3D-Molecular interactions of amino-acid residues of HIV-1 reverse transcriptase with top compounds and standard drugs. (a) rosmarinic acid, (b) evafirenz, (c) arctigenin, (d) luteolin, (e) anolignan A, and (f) quercetin
The NNRTIs, also known as allosteric inhibitors, bind to a hydrophobic pocket (non-nucleoside inhibitor-binding pocket; NNIBP) distal to the active site within RT. Binding to the NNIBP alters the shape of the RT active site, thereby inhibiting viral DNA synthesis. Overall, the NNIBP is predominantly hydrophobic and comprises two subunits, the p66 subunit having the LEU 100, LYS 101, LYS 103, VAL 106, THR 107, VAL 108, VAL 179, TYR 181, TYR 188, VAL 189, GLY 190, PHE 227, LEU 234, TRP 229, TYR 234, and TYR 318 amino acid residues, and the p51 subunit having only one amino acid residue, GLU 138 [28, 29, 39, 40]. The p66 subunit of HIV-1 RT enzyme contains both the polymerase domain (responsible for DNA synthesis) and the RNase H domain (involved in degrading the RNA template). Therefore, the interaction of phytochemical compounds with the amino acid residues of the p66 subunit is critical for inhibiting viral DNA synthesis [28, 29, 39, 40]. The top two compounds, Rosmarinic acid and arctigenin, were observed to possess similar hydrophobic interactions as the standard drug with the following residues: PRO 95, TYR 181, VAL 179, TYR 188, LEU 100, TYR 318, VAL 106, PRO 236, LEU 234, PHE 227, and TRP 229, contributing to their higher binding affinity at the allosteric site of HIV-1 RT enzyme. Thereby, inducing conformational changes in the active site of the enzyme. Additionally, this interaction provides a strong basis for their anti-HIV-1 inhibitory activity.

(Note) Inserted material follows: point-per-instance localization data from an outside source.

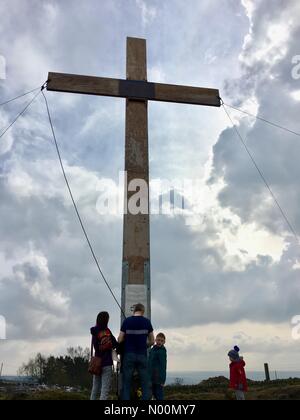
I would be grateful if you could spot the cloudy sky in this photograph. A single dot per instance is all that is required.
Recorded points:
(231, 277)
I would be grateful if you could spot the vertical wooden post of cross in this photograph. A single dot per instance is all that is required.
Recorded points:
(136, 237)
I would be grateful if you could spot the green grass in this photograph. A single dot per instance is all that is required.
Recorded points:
(213, 389)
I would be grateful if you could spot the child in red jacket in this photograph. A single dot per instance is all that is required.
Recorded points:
(238, 380)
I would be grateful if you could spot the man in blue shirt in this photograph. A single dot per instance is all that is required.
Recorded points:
(137, 332)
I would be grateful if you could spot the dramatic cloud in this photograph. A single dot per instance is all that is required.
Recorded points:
(230, 272)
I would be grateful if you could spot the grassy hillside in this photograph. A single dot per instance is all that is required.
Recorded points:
(212, 389)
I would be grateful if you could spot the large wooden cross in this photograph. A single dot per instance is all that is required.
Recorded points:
(136, 286)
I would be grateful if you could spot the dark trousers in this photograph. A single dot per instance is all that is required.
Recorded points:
(132, 362)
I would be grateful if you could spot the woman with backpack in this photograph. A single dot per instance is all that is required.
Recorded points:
(103, 342)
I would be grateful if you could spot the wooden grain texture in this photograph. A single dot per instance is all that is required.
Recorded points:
(133, 88)
(136, 236)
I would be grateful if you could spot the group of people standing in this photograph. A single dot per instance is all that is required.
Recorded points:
(135, 338)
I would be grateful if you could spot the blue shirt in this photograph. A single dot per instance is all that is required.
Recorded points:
(136, 329)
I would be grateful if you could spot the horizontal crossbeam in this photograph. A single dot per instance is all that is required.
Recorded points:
(133, 89)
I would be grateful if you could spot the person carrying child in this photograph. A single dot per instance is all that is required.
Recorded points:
(238, 380)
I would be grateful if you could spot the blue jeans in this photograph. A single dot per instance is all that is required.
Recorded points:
(102, 385)
(132, 362)
(158, 392)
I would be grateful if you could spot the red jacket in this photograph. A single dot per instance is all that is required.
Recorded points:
(238, 379)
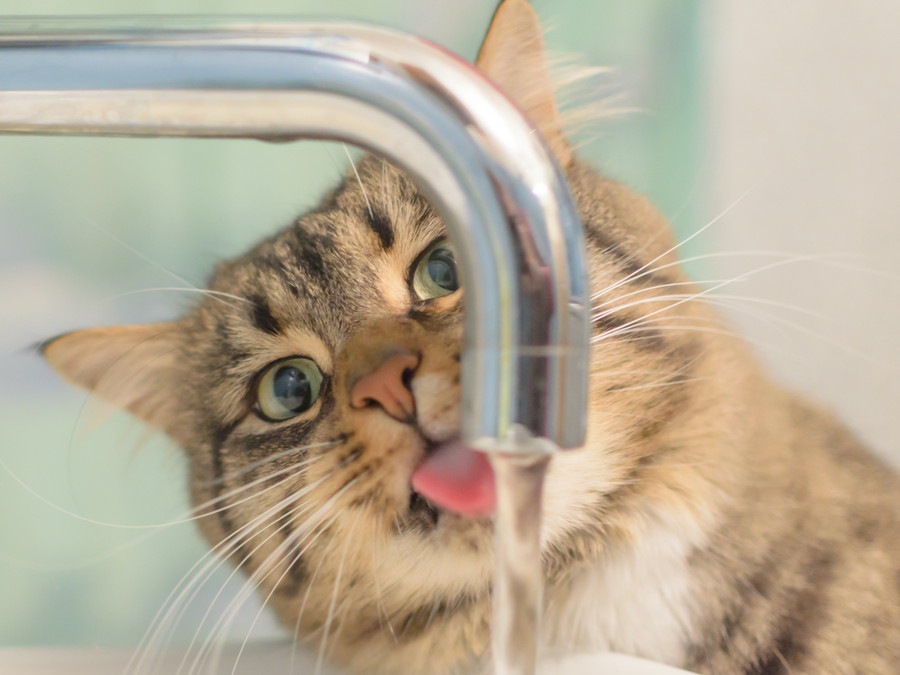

The molecular docking results obtained in this study are consistent with those from previous literature. For instance, the results obtained from the paper titled “Identification of the novel drug target for the treatment of HIV by using the Bioinformatics approach” showed that out of the six bioactive compounds isolated from the aerial parts of Salvia Officinalis, Origanum vulgare and Thymus vulgaris, rosmarinic acid exhibited the highest binding affinity across six target proteins (3LII, 1HD2, 1QS4, 5CDQ, 3MNG and 2IOK) [41]. Similarly, of the 15 ligands evaluated for antiviral activity in this study titled “HIV-1-RT inhibition activity of Satureja spicigera (C.KOCH) BOISS. Aqueous extract and docking studies of phenolic compounds identified by RP-HPLC-DAD,” rosmarinic acid was among the top three ligands with the highest docking scores [42]. These reports highlight the therapeutic potential of rosmarinic acid as a promising candidate for the discovery of antiviral drugs.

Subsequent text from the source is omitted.